Malgré des résultats finaux moyens, sa hargne en piste lui permettra de mettre la main sur un volant de la prestigieuse Ferrari, avec qui il passera toute sa carrière. Il soulèvera la foule de tous les coins du monde par sa rage de victoire et par son refus de baisser les bras en piste. Sa bataille épique contre René Arnoux en 1979 est encore aujourd'hui considérée comme un des plus beaux moments dans l'histoire de la F1.
Son plus grand moment, c'est toutefois à Montréal qu'il le vivra. Après une saison décevante, Gilles fera bien en qualifications à son premier Grand Prix national, décrochant la troisième place. Il fera encore mieux en course, décrochant la première victoire de sa carrière et confirmant sa place dans le circuit automobile le plus relevé au monde.

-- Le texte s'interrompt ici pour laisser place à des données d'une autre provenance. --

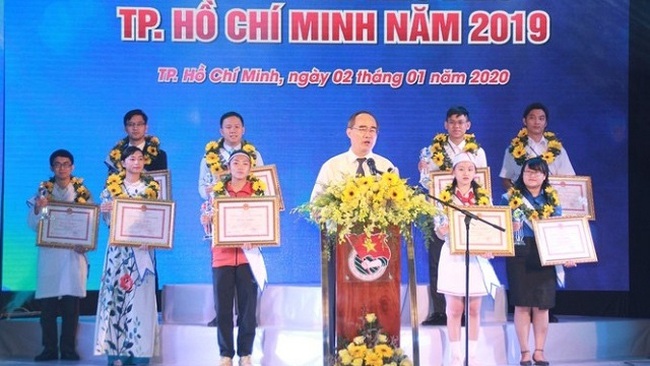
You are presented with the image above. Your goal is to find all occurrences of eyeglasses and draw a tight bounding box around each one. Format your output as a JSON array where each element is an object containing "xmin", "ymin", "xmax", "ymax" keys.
[
  {"xmin": 126, "ymin": 122, "xmax": 146, "ymax": 128},
  {"xmin": 52, "ymin": 162, "xmax": 72, "ymax": 169},
  {"xmin": 350, "ymin": 127, "xmax": 378, "ymax": 135}
]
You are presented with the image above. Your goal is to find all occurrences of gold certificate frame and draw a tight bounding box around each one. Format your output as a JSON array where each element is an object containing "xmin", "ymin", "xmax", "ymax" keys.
[
  {"xmin": 109, "ymin": 198, "xmax": 175, "ymax": 249},
  {"xmin": 251, "ymin": 164, "xmax": 284, "ymax": 211},
  {"xmin": 429, "ymin": 167, "xmax": 492, "ymax": 201},
  {"xmin": 448, "ymin": 205, "xmax": 514, "ymax": 256},
  {"xmin": 532, "ymin": 216, "xmax": 598, "ymax": 266},
  {"xmin": 37, "ymin": 201, "xmax": 100, "ymax": 250},
  {"xmin": 148, "ymin": 169, "xmax": 172, "ymax": 200},
  {"xmin": 212, "ymin": 196, "xmax": 280, "ymax": 247},
  {"xmin": 548, "ymin": 175, "xmax": 595, "ymax": 220}
]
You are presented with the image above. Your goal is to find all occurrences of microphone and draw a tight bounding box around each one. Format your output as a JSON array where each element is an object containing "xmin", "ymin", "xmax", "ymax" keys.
[{"xmin": 366, "ymin": 158, "xmax": 383, "ymax": 175}]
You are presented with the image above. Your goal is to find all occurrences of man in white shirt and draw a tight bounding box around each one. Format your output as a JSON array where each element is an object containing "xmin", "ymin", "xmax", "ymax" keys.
[
  {"xmin": 310, "ymin": 110, "xmax": 396, "ymax": 352},
  {"xmin": 499, "ymin": 102, "xmax": 575, "ymax": 190},
  {"xmin": 311, "ymin": 110, "xmax": 395, "ymax": 200},
  {"xmin": 27, "ymin": 149, "xmax": 92, "ymax": 361}
]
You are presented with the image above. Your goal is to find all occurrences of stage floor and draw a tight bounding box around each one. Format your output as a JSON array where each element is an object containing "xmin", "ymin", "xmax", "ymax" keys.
[{"xmin": 1, "ymin": 285, "xmax": 649, "ymax": 365}]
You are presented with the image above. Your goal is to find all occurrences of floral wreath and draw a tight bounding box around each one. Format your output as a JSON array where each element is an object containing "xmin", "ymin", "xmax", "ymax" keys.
[
  {"xmin": 429, "ymin": 133, "xmax": 481, "ymax": 171},
  {"xmin": 438, "ymin": 183, "xmax": 491, "ymax": 206},
  {"xmin": 506, "ymin": 186, "xmax": 560, "ymax": 220},
  {"xmin": 105, "ymin": 171, "xmax": 159, "ymax": 199},
  {"xmin": 40, "ymin": 176, "xmax": 91, "ymax": 204},
  {"xmin": 108, "ymin": 135, "xmax": 161, "ymax": 171},
  {"xmin": 204, "ymin": 138, "xmax": 258, "ymax": 176},
  {"xmin": 508, "ymin": 128, "xmax": 563, "ymax": 166},
  {"xmin": 212, "ymin": 174, "xmax": 266, "ymax": 197}
]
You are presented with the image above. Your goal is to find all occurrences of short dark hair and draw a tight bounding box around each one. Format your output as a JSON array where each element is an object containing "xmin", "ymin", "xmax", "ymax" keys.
[
  {"xmin": 49, "ymin": 149, "xmax": 74, "ymax": 166},
  {"xmin": 446, "ymin": 106, "xmax": 470, "ymax": 120},
  {"xmin": 347, "ymin": 110, "xmax": 377, "ymax": 129},
  {"xmin": 523, "ymin": 102, "xmax": 549, "ymax": 122},
  {"xmin": 220, "ymin": 111, "xmax": 244, "ymax": 127},
  {"xmin": 121, "ymin": 146, "xmax": 144, "ymax": 161},
  {"xmin": 123, "ymin": 109, "xmax": 148, "ymax": 126}
]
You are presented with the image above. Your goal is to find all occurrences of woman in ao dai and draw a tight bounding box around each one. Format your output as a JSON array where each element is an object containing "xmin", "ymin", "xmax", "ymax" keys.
[{"xmin": 94, "ymin": 146, "xmax": 160, "ymax": 366}]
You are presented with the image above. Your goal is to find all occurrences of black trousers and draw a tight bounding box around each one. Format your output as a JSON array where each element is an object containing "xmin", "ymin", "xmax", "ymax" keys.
[
  {"xmin": 39, "ymin": 296, "xmax": 80, "ymax": 354},
  {"xmin": 212, "ymin": 265, "xmax": 258, "ymax": 358}
]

Quelques semaines seulement après sa mort à Zolder, on rebaptisa le circuit de Montréal le circuit Gilles-Villeneuve, en plus d'y peindre "Salut Gilles" sur la ligne de départ pour lui rendre hommage.
La passion de la course auto coulait aussi dans les veines de Jacques. Après un passage en Formule 3, Jacques connaîtra deux brillantes saisons en CART, terminant d'abord sixième du classement (et deuxième des 500 milles d'Indianapolis) en 1994 avant de remporter les 500 milles et le titre l'année suivante.
En pleine ascension et rejoignant l'écurie de l'heure en F1 - Williams-Renault - Jacques a tout ce qu'il faut pour viser les plus hauts sommets. Il décrochera d'ailleurs la position de tête à sa toute première épreuve, devenant seulement le troisième pilote de l'histoire à réussir l'exploit.
Il ne pourra rééditer l'exploit de son père de remporter la course de Montréal, son meilleur résultat étant une deuxième place en 1996. Mais l'année suivante, Jacques réalisera un rêve inachevé par Gilles, soit celui de remporter le titre au terme d'une lutte de tous les instants avec Michael Schumacher.
L'arrivée du Grand Prix au Canada a permis à plusieurs pilotes, dont Gilles, de rêver à la prestigieuse série. Ses exploits par la suite ont consolidé les succès de l'épreuve, tout en ouvrant la voie à plusieurs autres générations de pilotes.